I’m obviously missing something basic, something fundamental about information leakage, but here’s a reprex in case it’s helpful:
library(tidymodels)
library(tidyverse)
library(ranger)
library(lubridate)
#set.seed(123)
## some ugly code just to generate some sample data
DATA_OBJECT <- tibble(date = as.Date("2018-01-01") + 0:750) %>%
mutate(sunshine = jitter(6*sin(pi*as.numeric(yday(date))/365) + 5, amount = 3),
temperature = jitter(62*sin(pi*as.numeric(yday(date))/365) + 30, amount = 12),
temp_change = log(temperature/ lag(temperature)),
TARGET_change = lead(temp_change),
TARGET_bin = as_factor(if_else(TARGET_change > 0, "up", "down"))) %>%
filter(!is.na(temp_change))
## take the first 3/4
FIRST <- DATA_OBJECT %>%
slice_head(prop = .75)
## reserve last 1/4
LAST <- DATA_OBJECT %>%
filter(date > max(FIRST$date))
## tidymodels package
split_data <- initial_split(FIRST)
train_data <- training(split_data)
test_data <- testing(split_data)
### first a recipe
model_rec <- recipe(TARGET_bin ~ ., data = train_data) %>%
update_role(date, new_role = "the_date") %>%
step_normalize(sunshine) %>%
step_normalize(temperature) %>%
update_role(TARGET_change, new_role = "TARGET_temp")
rand_forest_model <- rand_forest(trees = 5) %>%
set_engine("ranger",
importance = "impurity",
num.threads = 10) %>%
set_mode("classification")
rand_forest_workflow <- workflow() %>%
add_recipe(model_rec) %>% # same recipe
add_model(rand_forest_model)
model_fit <- rand_forest_workflow %>%
fit(data = train_data)
#### Test using cross validation
folds <- vfold_cv(train_data, v = 10, repeats = 5)

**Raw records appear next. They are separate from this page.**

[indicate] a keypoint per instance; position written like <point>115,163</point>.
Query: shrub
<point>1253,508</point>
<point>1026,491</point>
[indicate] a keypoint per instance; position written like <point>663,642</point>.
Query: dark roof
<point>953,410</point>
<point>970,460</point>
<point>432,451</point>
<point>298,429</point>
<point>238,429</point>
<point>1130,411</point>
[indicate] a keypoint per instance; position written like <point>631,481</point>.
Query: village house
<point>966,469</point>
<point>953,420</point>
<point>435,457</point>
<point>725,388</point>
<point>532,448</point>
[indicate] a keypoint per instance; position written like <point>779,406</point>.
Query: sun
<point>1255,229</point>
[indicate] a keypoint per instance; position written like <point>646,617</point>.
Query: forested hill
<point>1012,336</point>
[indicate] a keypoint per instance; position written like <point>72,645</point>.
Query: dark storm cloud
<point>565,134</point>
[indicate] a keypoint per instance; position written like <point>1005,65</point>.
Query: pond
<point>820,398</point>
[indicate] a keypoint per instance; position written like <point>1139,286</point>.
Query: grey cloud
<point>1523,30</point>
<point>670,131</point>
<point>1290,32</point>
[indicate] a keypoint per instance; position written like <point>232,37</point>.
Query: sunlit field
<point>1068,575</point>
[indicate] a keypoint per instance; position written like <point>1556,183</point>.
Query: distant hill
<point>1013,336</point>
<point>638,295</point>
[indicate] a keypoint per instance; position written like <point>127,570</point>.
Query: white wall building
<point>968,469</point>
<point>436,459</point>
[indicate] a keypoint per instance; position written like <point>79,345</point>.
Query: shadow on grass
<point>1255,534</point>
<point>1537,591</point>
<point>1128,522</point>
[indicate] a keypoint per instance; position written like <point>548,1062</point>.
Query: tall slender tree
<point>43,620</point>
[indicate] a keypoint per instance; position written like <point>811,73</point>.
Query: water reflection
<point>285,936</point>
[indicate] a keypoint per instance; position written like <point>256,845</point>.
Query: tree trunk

rf_resamp <- fit_resamples(model_fit,
resamples = folds,
control = control_resamples(save_pred = TRUE,
verbose = TRUE))
rf_resamp %>%
collect_metrics(summarize = T)
#### Try TEST data
test_predictions <- predict(model_fit, test_data) %>%
bind_cols(test_data) %>%
bind_cols(predict(model_fit, test_data, type = "prob"))
test_predictions %>%
roc_curve(truth = TARGET_bin, .pred_up) %>%
autoplot()
model_fit %>%
pull_workflow_fit() %>%
vip::vip()
test_predictions %>%
conf_mat(truth = TARGET_bin, .pred_class)
test_predictions %>%
metrics(truth = TARGET_bin, .pred_class)
#### Try LAST data
test_predictions_LAST <- predict(model_fit, LAST) %>%
bind_cols(LAST)
test_predictions_stub %>%
metrics(truth = TARGET_bin, .pred_class)